I also produced two pie charts for issue. Foreign policy takes the largest area and is the main focus of Trump during the beginning of this year. And we can see there is 27.5% of news is not classified with an issue by the White House. So I guess that’s what Drucker mentioned about misinformation; because when a large part of information might be omitted, ignored or untouched, the visualization of data may present imprecise data and mislead viewers. Take this pie chart for example, what if the part without being categorized is about law & justice, then in that situation, law & justice could also be a main focus of the president Trump. And that’s why although I have word count in my metadata, I choose not to use it. Because the number of words in a piece of news might represent the importance of it and it might not. Maybe it just needs more words to explain something. Similarly, what we have done in previous assignments, that we usually use the frequency of certain words to interpret data, might also be a misinformation, because maybe certain terms can be told only in a unique word, like nuclear, but terms like freedom can be also be told in liberty, essence, liberfree, or free will, then judging on the focus of topic with the frequency of words would be misleading.

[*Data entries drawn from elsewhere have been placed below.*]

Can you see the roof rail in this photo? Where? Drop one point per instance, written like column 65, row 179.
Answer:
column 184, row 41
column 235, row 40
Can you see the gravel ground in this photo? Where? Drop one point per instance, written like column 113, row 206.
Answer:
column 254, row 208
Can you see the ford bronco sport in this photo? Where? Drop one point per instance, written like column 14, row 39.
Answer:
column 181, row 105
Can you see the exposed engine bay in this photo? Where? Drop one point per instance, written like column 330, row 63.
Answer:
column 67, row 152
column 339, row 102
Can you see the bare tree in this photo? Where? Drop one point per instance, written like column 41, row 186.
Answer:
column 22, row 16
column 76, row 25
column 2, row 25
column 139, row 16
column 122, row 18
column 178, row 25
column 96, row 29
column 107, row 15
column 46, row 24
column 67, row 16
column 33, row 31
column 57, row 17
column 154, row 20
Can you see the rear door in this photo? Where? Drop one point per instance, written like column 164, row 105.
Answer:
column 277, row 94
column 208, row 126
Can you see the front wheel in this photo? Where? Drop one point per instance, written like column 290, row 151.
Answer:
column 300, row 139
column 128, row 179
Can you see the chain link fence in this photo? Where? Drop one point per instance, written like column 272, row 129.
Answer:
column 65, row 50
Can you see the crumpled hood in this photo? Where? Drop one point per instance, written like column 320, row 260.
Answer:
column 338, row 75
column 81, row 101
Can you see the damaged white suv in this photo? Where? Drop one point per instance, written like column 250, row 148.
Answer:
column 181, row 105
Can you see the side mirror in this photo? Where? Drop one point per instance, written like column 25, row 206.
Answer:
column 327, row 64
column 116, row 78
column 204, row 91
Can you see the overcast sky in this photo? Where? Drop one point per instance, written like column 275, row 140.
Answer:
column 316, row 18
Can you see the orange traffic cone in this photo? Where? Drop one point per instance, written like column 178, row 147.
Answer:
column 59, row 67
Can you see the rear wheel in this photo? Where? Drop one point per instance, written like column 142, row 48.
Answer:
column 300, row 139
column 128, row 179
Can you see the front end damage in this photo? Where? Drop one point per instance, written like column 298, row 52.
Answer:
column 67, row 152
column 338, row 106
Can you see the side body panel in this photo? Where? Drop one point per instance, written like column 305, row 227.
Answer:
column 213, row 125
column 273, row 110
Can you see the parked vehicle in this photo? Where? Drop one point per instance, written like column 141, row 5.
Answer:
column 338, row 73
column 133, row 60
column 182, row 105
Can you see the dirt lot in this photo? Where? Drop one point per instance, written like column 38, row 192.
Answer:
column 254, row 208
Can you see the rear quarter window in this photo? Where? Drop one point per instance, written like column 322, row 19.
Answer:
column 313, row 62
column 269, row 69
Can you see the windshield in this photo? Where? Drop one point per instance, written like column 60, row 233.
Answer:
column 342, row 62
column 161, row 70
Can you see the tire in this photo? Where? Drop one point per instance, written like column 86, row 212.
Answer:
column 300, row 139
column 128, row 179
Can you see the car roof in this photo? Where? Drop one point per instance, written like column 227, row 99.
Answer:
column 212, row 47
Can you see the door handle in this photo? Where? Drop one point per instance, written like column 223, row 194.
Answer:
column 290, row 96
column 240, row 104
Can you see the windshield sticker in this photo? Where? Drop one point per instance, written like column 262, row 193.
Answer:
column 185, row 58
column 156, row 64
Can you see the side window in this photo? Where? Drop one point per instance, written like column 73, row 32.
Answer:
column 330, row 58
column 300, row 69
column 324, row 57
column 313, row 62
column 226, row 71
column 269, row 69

Thinking more deeply, although the news posted by the White House’s official website is about foreign policy, what if many news related to other issues are not provided by the White House with news? Then the main focus of the president might not be foreign policy, and may be it is the image of the president the White House wants to present to people. Then visualization of our data will be misinformation and what Drucker tried to tell makes a lot of sense.

Therefore, I think, to prevent misinformation, we need our data to be comprehensive and multi-dimensional. Comprehensiveness can avoid omitting important parts of data, so the graph could be statistically precise; in this project, news which is not classified is a lack of comprehensiveness. Multi-dimension can avoid ignoring important perspectives or points of view to the data; in this project, we only have news from the White House’s official website, so the our data only represents the White House’s point of view on the president Trump.